In a new social media post, Hynde spoke about a recent dinner with country music icon Emmylou Harris, during which the conversation turned to phones at concerts.

“This is a subject that comes up every time I meet any artist. It’s become like an unpleasant fug hanging over the head of all artists,” she wrote.

She continued, “You can plaster a venue with signs requesting ‘NO CAMERAS’, but people don’t respect it. It’s as if people feel entitled, even though the artist clearly has asked them not to do it.”

While Hynde has clear disdain for the subject, she admitted that she’s not talking about pop artists “who encourage this practice because they want to be on social media.”

The Message of Love singer added that at Bob Dylan shows, it’s required that punters’ phones are sealed in a bag. But Hynde says that still isn’t enough.

“You would think an artist of his stature could make a simple request and the audience would respect it,” she wrote. “No chance. People will still sneak in a camera or a phone. It’s like a weird compulsion that people can’t control.”

Sharing a more, ahem, illustrative comparison, Hynde continued, “It reminds me of monkeys wanking in full view of the people standing around their enclosure. And frankly, in that case, people deserve to be wanked at because monkeys should not be in an enclosure in the first place. However, an artist on a stage?”

Hynde added that the general public doesn’t seem to understand “why artists don’t like it” and compared people filming or taking photos at concerts to having “a mosquito buzzing around your head when you’re trying to sleep.”

Following her conversation with Harris, Hynde watched her friend perform at the Royal Albert Hall in London, expressing dismay after an audience member “started filming it on his phone,” resulting in the concert being “obscured by the bright light of his phone.”

Hynde also outlined two other phone-heavy incidents she recently witnessed: a punter filming actress Sarah Snook’s one-woman show, and a “nightmare” experience at a Van Gogh retrospective, in which she saw “Morons holding their phones up in front of the masterpieces so that no one could see them.”

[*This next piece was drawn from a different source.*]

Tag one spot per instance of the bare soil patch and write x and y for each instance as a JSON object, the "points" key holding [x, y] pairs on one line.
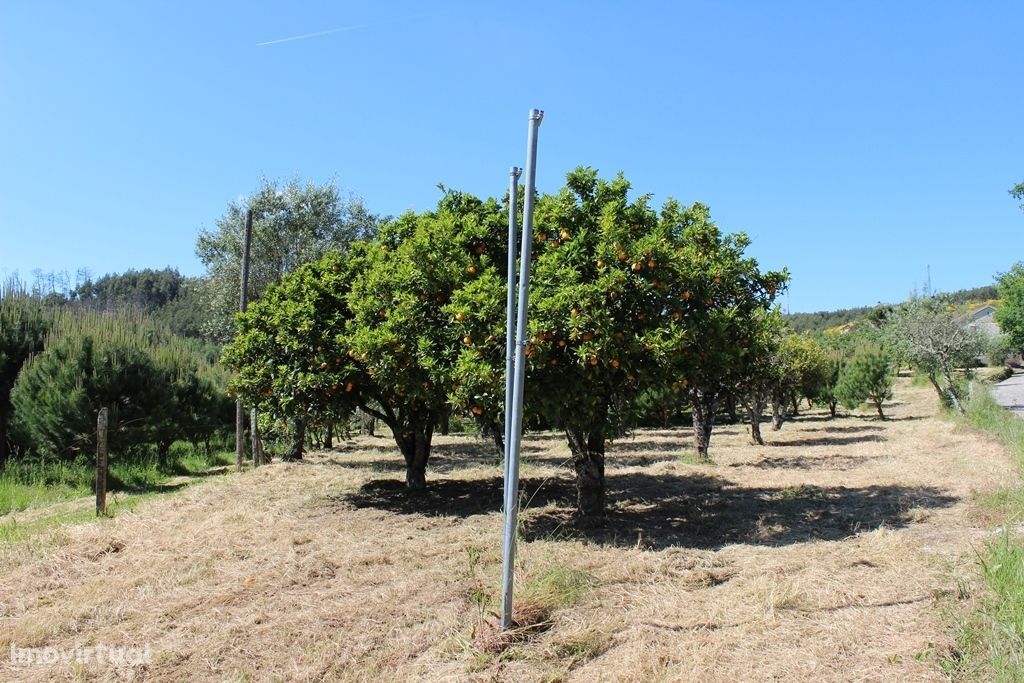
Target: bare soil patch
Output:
{"points": [[824, 555]]}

Hynde ended her post, “My conclusion is: If Jesus Christ were to walk into a room, the first thing everyone would do would be to pull out their phone. Can someone please explain?”

Phones at concerts have become a divisive topic. For Billie Eilish, young people’s filming and photographing at shows is “an important part of the culture”. However, Sabrina Carpenter previously said she supports banning phones at concerts but admitted that implementing the idea at her shows would “piss off” her fans.

Bob Dylan, Jack White, Tool, Placebo, Silk Sonic, and Australia’s own Ian Moss have all argued for—and introduced—no phone policies at their concerts.